What have they done to you?

Slowly she tilted the glass, letting the colt drink deeply. She watched his eyes for any sign of when she should stop, but the glass emptied first, a little wedge of orange tumbling down and hitting his nose. Looking cross-eyed at the offending fruit, he sucked it into his mouth, then spit out the rind before backing away from the cup. She couldn’t help but grin at the foal’s contented smile.

“Better?”

The foal chirped something, then gave her a little bow. The words were lost to her, but she understood a “Thank you,” nonetheless.

They sat again in silence for a moment. The foal no longer wilting under her stare, she took the opportunity to get a proper look at him. Her first guess of age had been a bit young, but not by much. Healthy and well proportioned, the olive and brown colt would grow into a handsome stallion. His eyes, now free of fear, were bright and inquisitive, examining her as intently as she was him. When his gaze fixed on her horn, it lingered there longer than it had the rest of her. The tilt in his head made his curiosity almost comical.

Leaning towards the bed, she lowered her head, till her horn was next to him. He seemed almost reverent towards her horn. She had expected him to touch it, but he only studied it with his eyes. After a moment, he backed away. Pointing a hoof to her horn, he made a little gesture, then reached up and touched his own horn. It was a question, “Am I the same?”

Dumbfounded, Celestia sat back upright. She swallowed a lump in her throat, and nodded. ‘He has never seen another unicorn? What kind of life has he had, to not know his own tribe? He must have thought himself strange.’ There was some relief in seeing that he understood her nod as a yes, but it did little to slow her mind in imagining what kind of neglect the foal must have endured.

She needed to take him down to the clinic. He looked healthy, but she wanted a professional to confirm it. If they found signs of long term abuse; she would personally flip Canterlot upside down to find the monster that had done it.
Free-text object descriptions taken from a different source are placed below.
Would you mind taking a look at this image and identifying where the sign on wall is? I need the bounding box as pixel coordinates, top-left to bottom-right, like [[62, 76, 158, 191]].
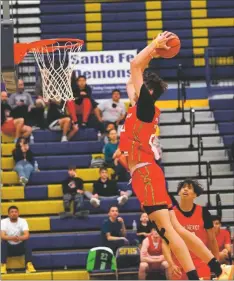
[[69, 50, 137, 97]]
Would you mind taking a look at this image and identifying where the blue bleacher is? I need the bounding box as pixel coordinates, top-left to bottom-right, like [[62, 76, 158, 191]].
[[31, 141, 102, 156], [213, 110, 234, 122], [33, 129, 97, 142]]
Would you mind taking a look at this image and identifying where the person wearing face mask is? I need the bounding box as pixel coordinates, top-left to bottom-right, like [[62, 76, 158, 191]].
[[12, 141, 35, 186], [1, 206, 36, 274]]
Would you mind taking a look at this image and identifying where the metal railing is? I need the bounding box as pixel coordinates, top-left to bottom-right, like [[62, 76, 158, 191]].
[[188, 108, 195, 149], [206, 161, 212, 207], [197, 134, 203, 177]]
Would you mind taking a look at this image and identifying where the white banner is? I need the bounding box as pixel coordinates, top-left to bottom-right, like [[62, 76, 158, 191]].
[[69, 50, 137, 85]]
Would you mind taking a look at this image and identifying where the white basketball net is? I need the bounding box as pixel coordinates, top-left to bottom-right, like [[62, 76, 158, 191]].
[[31, 40, 83, 106]]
Holding her forehooves out, she beckoned for the foal to let her pick him up. “Let’s go for a walk. You probably want to run around a bit anyway.”

The foal gave her an apprehensive glance. He hadn’t understood her words, but the body language was clear. Celestia feared he would slip back into his catatonic state, but whatever trust she had built with him let him step into her forelegs.

With a gentle motion, she lifted him off the bed, and set him on the floor. His legs wobbled a bit before firming up beneath him. Looking up at the world around him, his eyes went wide and his breath quickened. Celestia knew a panic attack when she saw one: Twilight had given her all the education she needed there. Giving the foal space, she sat down, making herself as still and calm as possible.

He had been comfortable up on the bed, but as soon as he was on the floor, he panicked.’ Celestia chewed over what that could mean, while the colt regained himself. Soon enough, he looked up at her, and chirped out something. Striding over to the door, she opened it, and motioned for him to follow.

The colt sighed, giving the door a steely look. One step, then another: he had neither rhythm nor grace in his gait. Slowly, he made his way past her, and out into the hall.

Again Celestia’s mind swam. ‘Did they lock him in a box all his life?’ Taking a knee, she motioned for him to climb on her back, but a shake of his head told her he wanted to walk himself. ‘Yes, I suppose he would rather walk.’